You also use more areas of your brain when you listen to a lecture (or instructions) and write at the same time. You activate both the language center, which is paying attention to what’s being said, and the part of the brain that creates spatial relationships.  Writing is also a form of visualization, which can help you mentally rehearse steps in a process. Your notes serve as a way to mindfully practice the steps of solving a problem.

This effect is amplified even more if you are a doodler. Doodlers often illustrate their notes with drawings and directional icons like arrows that show how ideas are related or ordered. The act of thinking about what ideas matter most and which are connected helps you to synthesize and deepen your retention of the material.

Doodling adds real power to your memory. A 2009 study conducted by the Plymouth (UK) School of Psychology  asked 40 participants to listen to a monotonous mock telephone message with the names of people coming to a party. Half of the group was randomly assigned to a ‘doodling’ condition where they shaded printed shapes while listening to the telephone call. The doodling group performed better on the monitoring task and recalled 29% more information on a surprise memory test.

Some scientists are concerned that young children are losing some of this vital brain activity as handwriting is being replaced by typing at a younger and younger age. A 2012 study led by Karin James, a psychologist at Indiana University, found that the inherent messiness of young children’s handwriting serves an important purpose: it teaches them that every variation of a letter is still the same letter. No matter how shaky or crooked your five year old’s letter G is, it’s still a G. If they only see the typewritten version, they may not recognize other variations. The study also found that children who hand wrote   produced more words more quickly than they did on a keyboard, but expressed more ideas as well. Writing helps young brains develop reading and thinking skills and may also be linked to creativity.

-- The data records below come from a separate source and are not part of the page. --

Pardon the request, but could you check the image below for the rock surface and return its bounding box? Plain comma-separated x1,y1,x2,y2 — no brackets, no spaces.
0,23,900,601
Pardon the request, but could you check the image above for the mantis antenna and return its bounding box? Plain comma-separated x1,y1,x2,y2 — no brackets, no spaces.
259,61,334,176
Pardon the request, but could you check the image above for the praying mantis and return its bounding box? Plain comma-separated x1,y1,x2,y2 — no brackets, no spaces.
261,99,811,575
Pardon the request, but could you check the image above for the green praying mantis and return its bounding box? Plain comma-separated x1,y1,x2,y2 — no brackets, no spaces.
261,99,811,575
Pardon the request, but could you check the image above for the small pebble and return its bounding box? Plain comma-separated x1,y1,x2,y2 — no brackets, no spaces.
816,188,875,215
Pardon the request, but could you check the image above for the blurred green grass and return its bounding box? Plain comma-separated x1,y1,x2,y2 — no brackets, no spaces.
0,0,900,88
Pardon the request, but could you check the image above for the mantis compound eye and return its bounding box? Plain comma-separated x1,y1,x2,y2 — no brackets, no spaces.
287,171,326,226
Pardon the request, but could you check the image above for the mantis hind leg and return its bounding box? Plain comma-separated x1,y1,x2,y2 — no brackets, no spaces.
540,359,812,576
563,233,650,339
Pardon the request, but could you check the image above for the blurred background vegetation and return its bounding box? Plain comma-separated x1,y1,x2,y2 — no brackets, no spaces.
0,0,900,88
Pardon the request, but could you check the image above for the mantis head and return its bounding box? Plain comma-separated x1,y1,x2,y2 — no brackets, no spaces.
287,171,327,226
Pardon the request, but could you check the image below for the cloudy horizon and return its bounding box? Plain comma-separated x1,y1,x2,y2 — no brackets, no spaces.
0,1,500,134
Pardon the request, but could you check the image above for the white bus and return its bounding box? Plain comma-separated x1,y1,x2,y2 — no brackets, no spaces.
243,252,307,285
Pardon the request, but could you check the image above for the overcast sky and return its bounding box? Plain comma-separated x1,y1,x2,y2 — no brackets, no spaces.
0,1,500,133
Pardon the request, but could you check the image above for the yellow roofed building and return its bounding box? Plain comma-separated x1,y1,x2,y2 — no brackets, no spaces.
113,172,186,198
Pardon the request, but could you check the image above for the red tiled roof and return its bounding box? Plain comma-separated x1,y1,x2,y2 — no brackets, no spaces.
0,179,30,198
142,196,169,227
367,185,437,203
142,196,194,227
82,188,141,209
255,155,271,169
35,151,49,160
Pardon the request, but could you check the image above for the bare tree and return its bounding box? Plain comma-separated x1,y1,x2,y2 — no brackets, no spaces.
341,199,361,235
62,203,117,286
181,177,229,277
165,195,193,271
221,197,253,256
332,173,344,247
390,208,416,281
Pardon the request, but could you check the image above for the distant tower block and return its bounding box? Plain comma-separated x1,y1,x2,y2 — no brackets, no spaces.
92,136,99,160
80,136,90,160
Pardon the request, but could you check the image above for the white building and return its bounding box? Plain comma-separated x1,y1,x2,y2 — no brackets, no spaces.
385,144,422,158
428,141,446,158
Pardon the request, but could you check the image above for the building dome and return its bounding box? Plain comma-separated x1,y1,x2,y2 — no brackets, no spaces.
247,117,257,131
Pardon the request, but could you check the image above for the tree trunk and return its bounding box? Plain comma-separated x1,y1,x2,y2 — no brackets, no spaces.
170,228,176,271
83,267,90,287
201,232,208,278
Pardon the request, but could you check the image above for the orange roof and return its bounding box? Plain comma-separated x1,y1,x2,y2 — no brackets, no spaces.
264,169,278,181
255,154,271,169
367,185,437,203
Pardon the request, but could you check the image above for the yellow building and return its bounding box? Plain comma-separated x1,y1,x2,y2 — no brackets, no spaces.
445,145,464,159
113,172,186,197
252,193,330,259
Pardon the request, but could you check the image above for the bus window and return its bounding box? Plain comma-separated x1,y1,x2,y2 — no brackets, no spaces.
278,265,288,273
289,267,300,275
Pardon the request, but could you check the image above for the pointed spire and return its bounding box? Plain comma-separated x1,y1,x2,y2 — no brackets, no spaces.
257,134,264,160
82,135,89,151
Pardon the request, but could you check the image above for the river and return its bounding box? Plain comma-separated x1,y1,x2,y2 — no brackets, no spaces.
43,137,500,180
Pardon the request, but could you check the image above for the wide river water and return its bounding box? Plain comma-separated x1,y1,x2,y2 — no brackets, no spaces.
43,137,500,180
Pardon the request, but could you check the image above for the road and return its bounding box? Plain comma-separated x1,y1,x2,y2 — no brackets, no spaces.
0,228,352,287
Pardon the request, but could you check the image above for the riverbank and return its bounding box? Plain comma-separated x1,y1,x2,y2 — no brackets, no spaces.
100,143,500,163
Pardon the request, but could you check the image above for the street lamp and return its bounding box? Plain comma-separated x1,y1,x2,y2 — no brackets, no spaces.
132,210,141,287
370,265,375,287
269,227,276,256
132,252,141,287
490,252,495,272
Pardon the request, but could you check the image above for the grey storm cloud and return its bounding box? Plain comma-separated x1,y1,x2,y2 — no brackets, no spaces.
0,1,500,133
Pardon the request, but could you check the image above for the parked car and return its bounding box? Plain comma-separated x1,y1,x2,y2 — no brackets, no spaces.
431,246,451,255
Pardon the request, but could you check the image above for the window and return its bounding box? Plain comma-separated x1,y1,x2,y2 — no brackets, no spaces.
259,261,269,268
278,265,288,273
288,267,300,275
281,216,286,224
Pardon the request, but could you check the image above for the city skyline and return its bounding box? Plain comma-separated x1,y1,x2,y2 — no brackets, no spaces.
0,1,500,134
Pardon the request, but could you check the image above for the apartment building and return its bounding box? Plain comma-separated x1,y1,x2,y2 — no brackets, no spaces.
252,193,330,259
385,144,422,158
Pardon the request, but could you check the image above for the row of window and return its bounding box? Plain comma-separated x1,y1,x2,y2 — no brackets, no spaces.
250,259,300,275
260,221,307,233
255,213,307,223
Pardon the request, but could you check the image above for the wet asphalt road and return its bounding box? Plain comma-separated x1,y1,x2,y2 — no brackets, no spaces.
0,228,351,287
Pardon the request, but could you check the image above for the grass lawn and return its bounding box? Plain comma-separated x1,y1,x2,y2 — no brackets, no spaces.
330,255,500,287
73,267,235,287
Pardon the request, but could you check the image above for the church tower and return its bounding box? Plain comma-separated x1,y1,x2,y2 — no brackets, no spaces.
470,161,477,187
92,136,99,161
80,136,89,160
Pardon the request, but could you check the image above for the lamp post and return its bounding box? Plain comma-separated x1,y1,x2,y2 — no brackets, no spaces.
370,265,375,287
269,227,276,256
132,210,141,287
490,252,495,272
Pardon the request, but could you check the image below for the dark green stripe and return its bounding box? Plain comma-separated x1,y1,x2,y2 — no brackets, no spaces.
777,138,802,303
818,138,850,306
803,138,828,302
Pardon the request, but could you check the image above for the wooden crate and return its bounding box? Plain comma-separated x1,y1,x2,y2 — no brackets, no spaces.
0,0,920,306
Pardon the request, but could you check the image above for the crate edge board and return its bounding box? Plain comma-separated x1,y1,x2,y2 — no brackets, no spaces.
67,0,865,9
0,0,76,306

It’s possible that your keyboard may be stunting your growth. But we are creatures who love convenience, so what to do? One compromise may be to use a stylus to handwrite notes on your tablet. Apps like Notability and Penultimate allow you to write on ruled screen and save documents to Evernote or Dropbox for storage.

Get started doodling today. Here’s a list of handwriting apps from iTunes.


One thought on “Write to Remember

  1. I can’t doodle, nor draw. I can believe some of the points made in this post on doodling, for it makes sense. I’ve always been a poor written note-take too. I write too slow (I print). By the time my brain shortens the speakers words to something hasty I can write down, the speaker is far along on new important details. Although Darwin rightly said, “Never trust anything to memory,” I’ve had to write senseless notes at times, while using memory ciombined with those senseless notes, ro remember the lecturers points. On the other hand, I have a fine memory for information read, long into the past—if you count 2 to 3 years into the past, as long. I am fascinated by memory and how it works, along with how to better my memory, but have never found a good, helpful explanation.

    I agree, you remember what you write down, better than simply listening and relying on memory. Since I love to write, I’ve found, handwriting most material before typing it into a computer is an excellent idea. However, a computer is better at storing a flood of thoughts or ideas and there are times a first story draft can be typed as it floods out of your brain, faster than you can write it and remember it. As I said, in my case, note taking can be fatal to expressing an idea or a point.

    Children may indeed be losing a lot. I am sure they are gaining mentally in ways we can’t relate too, especially visually. This is a very important post! I may return with more comments, as I take time to re-read it. Mainly, this will be a way for me to think about the ideas of the post; another way memory works as a wise guide to understanding and deeper thought. I believe it is called Fracture writing or some might call it Old English Style (artsy or calligraphy) is something I can’t read well, because I was never taught to read it or only barely learned it. It is important for educators to weigh the gains and losses as we change forms of communication. I say this despite a preference for print over cursive handwriting.

    Okay, enough said for the moment. Let’s call this my note to myself, but am open to hearing the thoughts of others on this topic, especially educators. Like I said, I am a poor note-taker. Guess my brain is a little scrambled by thinking while writing. Thanks!